Aufbewahrung von Aufzeichnungen über eingehendes Material und Arzneiträgerstoffe und Aufbewahrung der Proben von Arzneiträgerstoffen für die gemäß EudraLex Band 4 Teil II erforderlichen Zeiträume;

xii)

Systeme zur Sicherstellung, dass jegliche an Dritte vergebene Tätigkeiten schriftlichen Verträgen unterliegen;

xiii)

Vorhalten eines wirksamen Systems zur Prüfung von Beschwerden und zum Rückruf von Arzneiträgerstoffen;

xiv)

System für Veränderungs- und Abweichungsmanagement;

xv)

Eigenkontrollprogramm;

xvi)

Umweltkontrollen und Lagerungsbedingungen.

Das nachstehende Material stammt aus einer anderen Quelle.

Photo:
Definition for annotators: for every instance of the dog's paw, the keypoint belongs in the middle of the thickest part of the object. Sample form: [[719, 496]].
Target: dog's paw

KAPITEL 3 — BESTIMMUNG DES RISIKOPROFILS DES HERSTELLERS DES ARZNEITRÄGERSTOFFES

3.1.

Nach Bestimmung der angemessenen Guten Herstellungspraxis sollte geprüft werden, welche Lücken zwischen der erforderlichen Guten Herstellungspraxis und den Tätigkeiten und Fähigkeiten des Herstellers des Arzneiträgerstoffes bestehen.

3.2.

Daten/Nachweise zur Untermauerung der Lückenanalyse sollten durch Audit oder aus Informationen des Herstellers des Arzneiträgerstoffes erhoben werden.

3.3.

Eine Zertifizierung der Qualitätssysteme und/oder der Guten Herstellungspraxis des Herstellers des Arzneiträgerstoffes und deren Standards sollten erwogen werden, da eine solche Zertifizierung die Anforderungen erfüllen kann.

3.4.

Etwaige Lücken zwischen der erforderlichen Guten Herstellungspraxis und den Tätigkeiten und Fähigkeiten des Herstellers des Arzneiträgerstoffes sollten dokumentiert werden. Außerdem sollte der Inhaber der Herstellungserlaubnis eine weitere Risikobewertung durchführen, um das Risikoprofil des betreffenden Herstellers des Arzneiträgerstoffes zu bestimmen, beispielsweise ein geringes, mittleres oder hohes Risiko. Zu diesem Zweck sollte EudraLex Band 4 Teil III, ICH Q9 verwendet werden. Dazu sollten Instrumente zum Qualitätsrisikomanagement, wie die hier aufgeführten — HACCP usw. — Anwendung finden.

3.5.

Der Inhaber der Herstellungserlaubnis sollte über eine Reihe von Strategien verfügen, die von der Akzeptanz über die Kontrolle bis hin zur Ablehnung der verschiedenen Risikoprofile reichen, und auf deren Grundlage eine Kontrollstrategie, z. B. Audit, Dokumentenrecherche und Tests, eingerichtet werden sollte.

KAPITEL 4 — BESTÄTIGUNG DER ANWENDUNG DER ANGEMESSENEN GUTEN HERSTELLUNGSPRAXIS

4.1.

Sobald die angemessene Gute Herstellungspraxis für den Arzneiträgerstoff und das Risikoprofil des Herstellers des Arzneiträgerstoffes festgelegt worden ist, sollten laufende Risikoüberprüfungen stattfinden, beispielsweise anhand von folgenden Mechanismen:

i)

Anzahl der Mängel im Zusammenhang mit eingegangenen Chargen des Arzneiträgerstoffes;

ii)

Art/Schwere solcher Mängel;

iii)

Überwachung und Trendanalyse der Qualität des Arzneiträgerstoffes;

iv)

Verlust des einschlägigen Qualitätssystems und/oder der Zertifizierung der Guten Herstellungspraxis durch den Hersteller des Arzneiträgerstoffes;

v)

Beobachtung von Trends bei Merkmalen der Arzneimittelqualität je nach Art und Verwendungszweck des Arzneiträgerstoffes;

vi)

beobachtete organisatorische, verfahrenstechnische oder technische Veränderungen beim Hersteller des Arzneiträgerstoffes;

vii)

Audit/Nach-Audit des Herstellers des Arzneiträgerstoffes;

viii)

Fragebogen.

Je nach Ergebnis der Risikoüberprüfung sollte die festgelegte Kontrollstrategie überprüft und bei Bedarf abgeändert werden.


(1)  Richtlinie 2001/83/EG des Europäischen Parlaments und des Rates vom 6. November 2001 zur Schaffung eines Gemeinschaftskodexes für Humanarzneimittel (ABl. L 311 vom 28.11.2001, S. 67).